Gillian Lindsay

 

Project section
Gillian Lindsay: Stone. Wood. Metal.

 

Artist’s statement

In 1997 I made the transition from film producer to fine art photographer.  I find my greatest joy exploring abstraction, producing work that is more about texture, colour and composition and less about representational subject matter.  I tend to concentrate on man-made surfaces – old walls and floors, windows and doors that bear the evidence of decades or centuries of daily human habitation and enterprise.

When in Europe, I seek out urban side streets and unkempt back alleys, distanced from upscale neighbourhoods with their whitewashed facades. My STONE series was born out of a fascination for these ancient exterior surfaces. Subjected to weather and vandalism, they comprise generational layers of plaster, decades of repair and paint upon paint. Residual fragments of posters long removed mingle with the occasional flourish of graffiti, only to be painted over one more time.

Urban alleys are rife with well-worn doors.  A favourite subject unto themselves, they also conceal the promise within, garages or workplaces with countless possibilities for images.  My WOOD series focuses predominantly on these interior surfaces, often cobbled together, altered and repainted, chronicling a crude evolution over time. I am drawn to scratches, nail holes and tool marks which punctuate layers of peeling paint.  I use closely cropped compositions to remove any contextual reference and emphasize the relationship between shapes, textures and marks. I search for a subtle complexity that invites contemplation.

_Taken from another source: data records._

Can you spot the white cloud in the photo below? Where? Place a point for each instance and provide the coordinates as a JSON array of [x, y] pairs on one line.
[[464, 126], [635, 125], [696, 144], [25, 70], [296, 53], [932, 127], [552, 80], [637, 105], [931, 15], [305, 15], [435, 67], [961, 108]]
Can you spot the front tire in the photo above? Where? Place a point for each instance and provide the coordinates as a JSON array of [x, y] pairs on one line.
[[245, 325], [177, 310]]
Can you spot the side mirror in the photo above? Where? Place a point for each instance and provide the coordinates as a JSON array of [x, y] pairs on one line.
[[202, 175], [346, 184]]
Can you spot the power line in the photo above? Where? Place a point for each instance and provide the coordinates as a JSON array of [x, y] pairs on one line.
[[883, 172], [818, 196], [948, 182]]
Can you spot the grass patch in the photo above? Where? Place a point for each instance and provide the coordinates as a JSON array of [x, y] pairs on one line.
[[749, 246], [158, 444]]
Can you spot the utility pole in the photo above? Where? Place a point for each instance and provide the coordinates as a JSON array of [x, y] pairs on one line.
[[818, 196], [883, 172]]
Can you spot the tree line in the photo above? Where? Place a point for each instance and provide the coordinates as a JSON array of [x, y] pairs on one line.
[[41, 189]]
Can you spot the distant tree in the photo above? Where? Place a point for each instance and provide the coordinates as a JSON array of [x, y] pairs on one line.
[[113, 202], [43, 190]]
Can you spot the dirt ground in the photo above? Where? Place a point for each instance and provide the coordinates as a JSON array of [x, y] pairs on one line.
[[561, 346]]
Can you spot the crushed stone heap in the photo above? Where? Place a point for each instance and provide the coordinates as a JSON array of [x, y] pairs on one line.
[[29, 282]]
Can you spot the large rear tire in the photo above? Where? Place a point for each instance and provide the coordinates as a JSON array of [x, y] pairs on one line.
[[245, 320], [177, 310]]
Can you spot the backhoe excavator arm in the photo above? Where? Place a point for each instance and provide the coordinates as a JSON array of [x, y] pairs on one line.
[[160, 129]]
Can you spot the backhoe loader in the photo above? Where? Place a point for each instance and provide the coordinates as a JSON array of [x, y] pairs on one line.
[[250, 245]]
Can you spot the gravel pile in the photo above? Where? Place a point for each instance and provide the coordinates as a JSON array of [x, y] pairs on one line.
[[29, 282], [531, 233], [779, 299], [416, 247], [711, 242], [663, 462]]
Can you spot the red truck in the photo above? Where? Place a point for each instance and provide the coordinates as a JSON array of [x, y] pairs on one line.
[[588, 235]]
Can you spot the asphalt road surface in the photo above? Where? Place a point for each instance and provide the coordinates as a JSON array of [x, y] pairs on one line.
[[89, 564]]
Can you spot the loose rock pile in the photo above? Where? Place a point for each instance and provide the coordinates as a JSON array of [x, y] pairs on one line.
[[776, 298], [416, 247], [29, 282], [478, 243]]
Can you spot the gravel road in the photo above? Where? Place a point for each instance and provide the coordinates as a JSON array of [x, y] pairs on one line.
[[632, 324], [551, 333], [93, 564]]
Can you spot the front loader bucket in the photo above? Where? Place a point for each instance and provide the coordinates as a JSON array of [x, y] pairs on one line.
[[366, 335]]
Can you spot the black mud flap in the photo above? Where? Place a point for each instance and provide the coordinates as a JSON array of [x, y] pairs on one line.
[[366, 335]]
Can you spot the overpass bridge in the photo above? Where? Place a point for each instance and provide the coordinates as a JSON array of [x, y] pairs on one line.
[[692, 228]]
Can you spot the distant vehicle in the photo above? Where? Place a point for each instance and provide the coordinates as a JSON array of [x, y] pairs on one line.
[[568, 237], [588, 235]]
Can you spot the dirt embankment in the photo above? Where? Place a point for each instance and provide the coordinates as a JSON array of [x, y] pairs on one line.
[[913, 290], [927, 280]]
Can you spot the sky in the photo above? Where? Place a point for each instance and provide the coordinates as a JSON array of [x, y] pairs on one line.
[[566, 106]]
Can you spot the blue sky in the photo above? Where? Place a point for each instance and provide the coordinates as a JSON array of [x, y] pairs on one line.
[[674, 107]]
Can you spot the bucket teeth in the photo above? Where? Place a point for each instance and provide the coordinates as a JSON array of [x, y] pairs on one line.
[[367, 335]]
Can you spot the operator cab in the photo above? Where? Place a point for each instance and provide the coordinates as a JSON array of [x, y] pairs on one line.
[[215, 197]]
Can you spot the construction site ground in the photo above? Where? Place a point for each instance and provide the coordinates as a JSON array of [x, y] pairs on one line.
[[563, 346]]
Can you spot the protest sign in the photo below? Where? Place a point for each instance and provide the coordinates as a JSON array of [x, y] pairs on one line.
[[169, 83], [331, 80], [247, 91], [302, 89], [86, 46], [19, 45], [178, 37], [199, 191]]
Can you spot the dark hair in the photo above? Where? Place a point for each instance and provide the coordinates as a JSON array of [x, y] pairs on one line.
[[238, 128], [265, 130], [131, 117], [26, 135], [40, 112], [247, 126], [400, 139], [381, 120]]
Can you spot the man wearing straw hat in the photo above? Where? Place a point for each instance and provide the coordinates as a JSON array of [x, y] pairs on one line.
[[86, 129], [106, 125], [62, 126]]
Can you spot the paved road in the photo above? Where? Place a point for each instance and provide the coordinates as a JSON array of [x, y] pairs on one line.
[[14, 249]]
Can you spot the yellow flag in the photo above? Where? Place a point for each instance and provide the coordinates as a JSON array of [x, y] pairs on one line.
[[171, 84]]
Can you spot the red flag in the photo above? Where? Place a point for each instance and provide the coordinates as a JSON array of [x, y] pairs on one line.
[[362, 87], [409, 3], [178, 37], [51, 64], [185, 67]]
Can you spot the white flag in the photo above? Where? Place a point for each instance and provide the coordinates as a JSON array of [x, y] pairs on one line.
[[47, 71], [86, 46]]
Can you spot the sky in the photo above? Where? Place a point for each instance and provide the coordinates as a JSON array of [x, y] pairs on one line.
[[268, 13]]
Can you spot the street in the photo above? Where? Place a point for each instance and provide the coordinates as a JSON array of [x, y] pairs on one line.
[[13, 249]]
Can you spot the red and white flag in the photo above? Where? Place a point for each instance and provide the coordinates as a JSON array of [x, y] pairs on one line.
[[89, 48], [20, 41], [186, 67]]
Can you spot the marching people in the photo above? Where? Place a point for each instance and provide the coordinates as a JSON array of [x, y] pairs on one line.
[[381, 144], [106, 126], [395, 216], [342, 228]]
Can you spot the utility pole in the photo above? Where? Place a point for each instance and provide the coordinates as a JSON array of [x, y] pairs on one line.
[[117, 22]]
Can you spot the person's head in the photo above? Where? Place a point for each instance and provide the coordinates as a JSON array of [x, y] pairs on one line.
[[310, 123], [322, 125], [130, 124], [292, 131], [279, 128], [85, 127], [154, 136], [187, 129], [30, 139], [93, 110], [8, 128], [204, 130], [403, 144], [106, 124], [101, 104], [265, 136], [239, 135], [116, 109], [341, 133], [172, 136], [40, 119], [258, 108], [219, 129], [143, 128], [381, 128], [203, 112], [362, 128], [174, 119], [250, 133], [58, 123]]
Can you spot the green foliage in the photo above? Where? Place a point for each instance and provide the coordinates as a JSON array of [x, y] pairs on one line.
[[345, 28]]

My METAL series is collected from frequent visits to industrial sites in Canada and the USA. In search of rusted surfaces and distressed paint, my favourite haunts are metal fabricators, salvage yards, railway facilities and dry-docks.  I look for interesting, often raw, layered patchworks of paint colors, as well as numbers or letters peeling away to reveal metal beneath.  Cool hues of fresh steel interplay with warm tones of rust. Here, oxidation is the great metaphor… breaking down man-made materials in their never-ending attempt to return to nature.  In documenting this process, painterly abstractions emerge and my imagination thrives.